M. Černík, S. Štulrajter, J.Bounziová

 

U. S. Steel Košice, s.r.o., Útvar GM pre výskum a vývoj USSE, 044 54 Košice, Slovak Republic

mcernik@ sk.uss.com, sstulrajter@ sk.uss.com, jbounziova@ sk.uss.com

 

 

Refractories used in the push furnace and casting ladles are not only exposed to high temperatures, but also to the oxide materials, which are present in liquid slag and steel. Knowledge about changes in the structure in that part of the refractories, which come into contact with the liquid slag, has practical importance in operation of these facilities. The numerous refractories are used in real practice, which have a common basis consisting of single oxides such as Al₂O₃, MgO, CaO, ZrO₂, SiO₂ etc., because these materials together with the carbon  melt at high temperatures.
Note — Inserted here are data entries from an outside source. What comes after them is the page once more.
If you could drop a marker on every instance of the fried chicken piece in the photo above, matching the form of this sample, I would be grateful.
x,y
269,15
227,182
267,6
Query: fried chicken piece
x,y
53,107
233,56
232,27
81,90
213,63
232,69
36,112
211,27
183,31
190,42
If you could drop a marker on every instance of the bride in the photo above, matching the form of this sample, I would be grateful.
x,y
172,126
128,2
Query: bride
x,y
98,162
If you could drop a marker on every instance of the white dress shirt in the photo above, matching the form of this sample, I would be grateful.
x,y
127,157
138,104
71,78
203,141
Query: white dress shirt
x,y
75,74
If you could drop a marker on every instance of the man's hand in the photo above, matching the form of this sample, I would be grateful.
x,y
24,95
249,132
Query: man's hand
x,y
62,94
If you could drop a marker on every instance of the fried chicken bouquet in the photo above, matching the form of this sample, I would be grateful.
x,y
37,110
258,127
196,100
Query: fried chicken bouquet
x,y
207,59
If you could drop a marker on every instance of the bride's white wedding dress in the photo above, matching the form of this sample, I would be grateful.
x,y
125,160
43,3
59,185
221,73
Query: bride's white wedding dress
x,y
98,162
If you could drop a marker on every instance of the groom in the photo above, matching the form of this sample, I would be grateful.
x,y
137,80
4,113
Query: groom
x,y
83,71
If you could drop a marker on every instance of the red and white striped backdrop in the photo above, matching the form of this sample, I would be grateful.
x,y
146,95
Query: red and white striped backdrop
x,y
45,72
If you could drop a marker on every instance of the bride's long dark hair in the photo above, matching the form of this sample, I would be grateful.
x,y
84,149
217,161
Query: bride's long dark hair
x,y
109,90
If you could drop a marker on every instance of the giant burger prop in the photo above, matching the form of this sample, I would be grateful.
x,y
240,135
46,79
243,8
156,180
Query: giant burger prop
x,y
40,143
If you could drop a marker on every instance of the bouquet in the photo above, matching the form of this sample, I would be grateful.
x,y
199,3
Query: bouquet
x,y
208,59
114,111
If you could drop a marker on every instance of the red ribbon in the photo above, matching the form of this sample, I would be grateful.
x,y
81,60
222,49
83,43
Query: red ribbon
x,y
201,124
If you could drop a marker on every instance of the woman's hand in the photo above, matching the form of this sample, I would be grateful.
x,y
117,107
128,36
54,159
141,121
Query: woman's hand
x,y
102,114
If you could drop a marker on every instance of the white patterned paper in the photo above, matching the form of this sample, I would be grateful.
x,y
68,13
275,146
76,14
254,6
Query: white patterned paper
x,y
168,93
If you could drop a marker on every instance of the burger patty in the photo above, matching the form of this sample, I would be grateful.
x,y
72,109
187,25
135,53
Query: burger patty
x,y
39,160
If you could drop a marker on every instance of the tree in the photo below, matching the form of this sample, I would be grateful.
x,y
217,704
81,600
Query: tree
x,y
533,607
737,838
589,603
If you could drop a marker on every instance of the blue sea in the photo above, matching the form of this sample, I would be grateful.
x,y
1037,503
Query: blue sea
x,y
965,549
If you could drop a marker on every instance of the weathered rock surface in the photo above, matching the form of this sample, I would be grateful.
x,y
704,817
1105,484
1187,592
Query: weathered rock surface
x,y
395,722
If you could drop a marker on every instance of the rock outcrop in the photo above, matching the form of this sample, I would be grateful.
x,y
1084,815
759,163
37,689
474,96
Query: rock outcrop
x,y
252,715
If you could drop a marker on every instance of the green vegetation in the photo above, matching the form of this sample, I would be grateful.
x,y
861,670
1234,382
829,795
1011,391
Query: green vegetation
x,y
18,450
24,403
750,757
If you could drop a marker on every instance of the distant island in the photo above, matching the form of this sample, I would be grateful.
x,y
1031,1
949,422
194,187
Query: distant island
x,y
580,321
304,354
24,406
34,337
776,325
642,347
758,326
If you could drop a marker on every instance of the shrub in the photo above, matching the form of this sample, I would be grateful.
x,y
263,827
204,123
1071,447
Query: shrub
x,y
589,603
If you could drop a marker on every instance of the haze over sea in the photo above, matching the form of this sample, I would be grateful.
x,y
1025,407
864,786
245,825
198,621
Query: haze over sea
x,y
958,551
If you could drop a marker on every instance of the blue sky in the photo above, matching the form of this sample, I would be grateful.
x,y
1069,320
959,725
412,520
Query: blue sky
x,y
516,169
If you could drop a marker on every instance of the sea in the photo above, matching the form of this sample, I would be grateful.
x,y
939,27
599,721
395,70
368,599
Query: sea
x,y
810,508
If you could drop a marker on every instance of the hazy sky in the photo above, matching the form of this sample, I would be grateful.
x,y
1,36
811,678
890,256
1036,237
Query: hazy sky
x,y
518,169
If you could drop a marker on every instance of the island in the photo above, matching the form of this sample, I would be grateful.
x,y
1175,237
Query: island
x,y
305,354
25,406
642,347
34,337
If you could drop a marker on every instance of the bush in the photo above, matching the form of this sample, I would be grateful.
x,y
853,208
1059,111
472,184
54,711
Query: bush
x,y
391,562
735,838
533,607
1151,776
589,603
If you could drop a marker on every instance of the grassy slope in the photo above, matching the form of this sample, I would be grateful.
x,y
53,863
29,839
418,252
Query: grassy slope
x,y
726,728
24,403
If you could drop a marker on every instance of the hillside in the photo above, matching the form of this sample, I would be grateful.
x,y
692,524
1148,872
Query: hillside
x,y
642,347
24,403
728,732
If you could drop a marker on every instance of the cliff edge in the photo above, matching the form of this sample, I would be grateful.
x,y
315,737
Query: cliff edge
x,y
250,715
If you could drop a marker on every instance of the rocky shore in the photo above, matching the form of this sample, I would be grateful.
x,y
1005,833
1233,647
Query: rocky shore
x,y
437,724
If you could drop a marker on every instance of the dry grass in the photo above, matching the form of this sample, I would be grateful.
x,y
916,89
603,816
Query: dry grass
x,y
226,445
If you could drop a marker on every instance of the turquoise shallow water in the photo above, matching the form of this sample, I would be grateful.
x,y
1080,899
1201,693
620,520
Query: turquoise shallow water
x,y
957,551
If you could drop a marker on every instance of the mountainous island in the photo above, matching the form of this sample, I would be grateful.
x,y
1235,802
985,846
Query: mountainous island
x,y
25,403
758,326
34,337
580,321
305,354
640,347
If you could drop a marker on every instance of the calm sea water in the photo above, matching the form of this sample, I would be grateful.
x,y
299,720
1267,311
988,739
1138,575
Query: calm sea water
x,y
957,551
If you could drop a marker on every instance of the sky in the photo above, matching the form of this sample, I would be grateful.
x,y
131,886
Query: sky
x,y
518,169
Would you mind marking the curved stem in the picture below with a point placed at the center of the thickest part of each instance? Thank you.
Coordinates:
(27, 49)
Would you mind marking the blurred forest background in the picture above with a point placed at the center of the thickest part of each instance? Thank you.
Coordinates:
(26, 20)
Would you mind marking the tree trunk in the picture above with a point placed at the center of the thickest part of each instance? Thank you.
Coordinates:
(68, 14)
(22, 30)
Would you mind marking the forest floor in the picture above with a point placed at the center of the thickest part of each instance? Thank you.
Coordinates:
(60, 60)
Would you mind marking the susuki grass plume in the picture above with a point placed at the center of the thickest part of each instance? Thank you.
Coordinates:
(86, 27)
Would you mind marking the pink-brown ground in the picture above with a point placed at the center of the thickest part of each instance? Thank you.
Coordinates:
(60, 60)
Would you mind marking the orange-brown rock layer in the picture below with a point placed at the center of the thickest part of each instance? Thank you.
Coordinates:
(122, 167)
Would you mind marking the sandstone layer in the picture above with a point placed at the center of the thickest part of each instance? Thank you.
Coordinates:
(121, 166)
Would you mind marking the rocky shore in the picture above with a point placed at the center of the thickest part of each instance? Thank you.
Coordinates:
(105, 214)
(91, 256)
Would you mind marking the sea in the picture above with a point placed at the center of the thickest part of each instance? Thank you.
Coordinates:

Oxides forming the slag based on elements as: Fe, Al, Ca, Si, Mg, Na, K etc., in many cases significantly affect on the basic refractory materials. A number of new minerals and phases with real structures form in the affected interactive locations, their heterogeneity and ability to penetrate into the structure of basic refractories is the subject of continuous study, in which X-ray diffraction method is very useful. The refinement of X-ray records by Rietveld method is considered an essential practice of real material structure study. The TOPAS and AutoQuant software, which were employed to clarify the diffraction patterns are very powerful tools and allow solving a very difficult tasks. In normal use of the Search-Match programs, it have been considered as good results when 3 to 5 phase were qualitatively determined from the diffraction record, currently the software combination  allows accurate and quantitative determination of more then 10 phases in diffraction records. Experience shows that it is possible and necessary. In the figure 1 is shown an example the diffraction pattern of the refractory material in affected area, which in pure form contained only 75% Al₂O₃, 18% SiO₂ and 5% ZrO₂.

 

 

Figure 1.  X ray record from the affected area of refractory material.

 

The reality of structure has been shown also with change of lattice parameter, which depends on material type and on the distance from the oxide layer surface. These changes can be observed mainly in the spinel structure. Changes in spinel structure affected by oxide layer are qualitatively and quantitatively presented for selected refractories.

1.     J. Staroň, F. Tomšu, Žiaruvzdorné Materiály Výroba, Vlastnosti a Použitie. Slovmag a SMZ. 2000.